AI Extended Thinking: When and How to Use It

Extended thinking lets AI models "reason" before answering — spending extra tokens on an internal chain-of-thought before producing the final response. Claude, GPT, and Gemini all support it now. But here's what most developers miss: extended thinking doesn't always help, and using it blindly can 3-5x your API costs with zero quality improvement.

This guide covers exactly when to enable extended thinking, when to skip it, and how to implement it through the API with real code you can run today.

What Extended Thinking Actually Does

When you enable extended thinking, the model generates a hidden reasoning trace before writing its visible response. Think of it like asking someone to show their work on a math problem instead of just blurting out an answer.

Here's what happens under the hood:

You send your prompt with thinking enabled
The model generates thinking tokens — internal reasoning that you get billed for but may or may not see
The model writes the actual response using that reasoning as context

The key tradeoff: more tokens = higher cost and higher latency, but potentially better accuracy on complex tasks. The question is how much better, and whether it's worth it for your use case.

When Extended Thinking Makes a Real Difference

Decision framework — when to enable extended thinking vs when to skip it

Based on benchmarks and real-world testing, extended thinking shines in specific scenarios:

Multi-step math and logic problems

If your prompt involves calculations, proofs, or logic chains with 3+ steps, thinking mode prevents the model from "guessing" intermediate steps. On MATH benchmarks, Claude with extended thinking scores 15-20% higher than without.

Complex code generation

When you're asking for code that involves multiple interacting components — a function that parses data, validates it, transforms it, and handles edge cases — thinking mode helps the model plan the architecture before writing. Single-function tasks? Thinking mode adds cost without improving the output.

Analysis with multiple constraints

"Compare these three pricing plans considering team size, usage patterns, and growth projections" — tasks where the model needs to juggle multiple factors simultaneously benefit from thinking. A simple "summarize this paragraph" does not.

Ambiguous or tricky prompts

If your prompt has edge cases or could be interpreted multiple ways, thinking mode helps the model reason about what you actually want before committing to a direction.

When to Skip Extended Thinking (Save Your Tokens)

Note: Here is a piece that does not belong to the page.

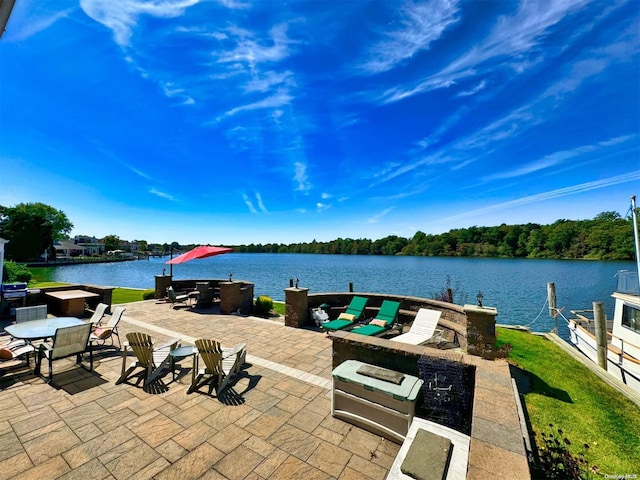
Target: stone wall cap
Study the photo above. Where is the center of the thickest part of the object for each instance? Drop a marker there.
(483, 310)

For these tasks, thinking mode is pure overhead:

Simple Q&A — "What's the capital of France?" doesn't need a reasoning chain
Text formatting/transformation — Converting JSON to CSV, reformatting dates, etc.
Short creative writing — Generating a tweet, email subject line, or one-liner
Classification tasks — Sentiment analysis, spam detection, category tagging
Extraction tasks — Pulling names, dates, or specific fields from text
Conversation/chat — Casual back-and-forth doesn't benefit from deep reasoning

A good rule of thumb: if a human could answer it in under 5 seconds without thinking hard, skip extended thinking.

How to Enable Extended Thinking via API

Here's how to implement it with each major provider through EzAI's unified endpoint.

Claude (Anthropic API)

Claude supports extended thinking through the thinking parameter. You set a budget_tokens to cap how many tokens the model can spend reasoning:

python

import anthropic

client = anthropic.Anthropic(
    api_key="sk-your-key",
    base_url="https://ezaiapi.com"
)

response = client.messages.create(
    model="claude-sonnet-4-5",
    max_tokens=16000,
    thinking={
        "type": "enabled",
        "budget_tokens": 10000
    },
    messages=[{
        "role": "user",
        "content": "Write a Python function that finds the longest palindromic substring in O(n) time using Manacher's algorithm. Include edge cases."
    }]
)

# The response contains both thinking and text blocks
for block in response.content:
    if block.type == "thinking":
        print("Thinking:", block.thinking[:200], "...")
    elif block.type == "text":
        print("Answer:", block.text)

The budget_tokens is a cap, not a guarantee. The model might use 500 thinking tokens on a simple request and 9,800 on a hard one. You only pay for what it uses.

GPT (OpenAI API)

OpenAI's reasoning models (o1, o3) have thinking built in — you don't toggle it on or off. Instead, you control depth with reasoning_effort:

python

from openai import OpenAI

client = OpenAI(
    api_key="sk-your-key",
    base_url="https://ezaiapi.com/openai/v1"
)

response = client.chat.completions.create(
    model="o3-mini",
    reasoning_effort="medium",  # low | medium | high
    messages=[{
        "role": "user",
        "content": "Analyze this SQL query for performance issues and suggest indexes..."
    }]
)

print(response.choices[0].message.content)

Use "low" for quick tasks, "medium" as a default, and "high" only for genuinely hard problems.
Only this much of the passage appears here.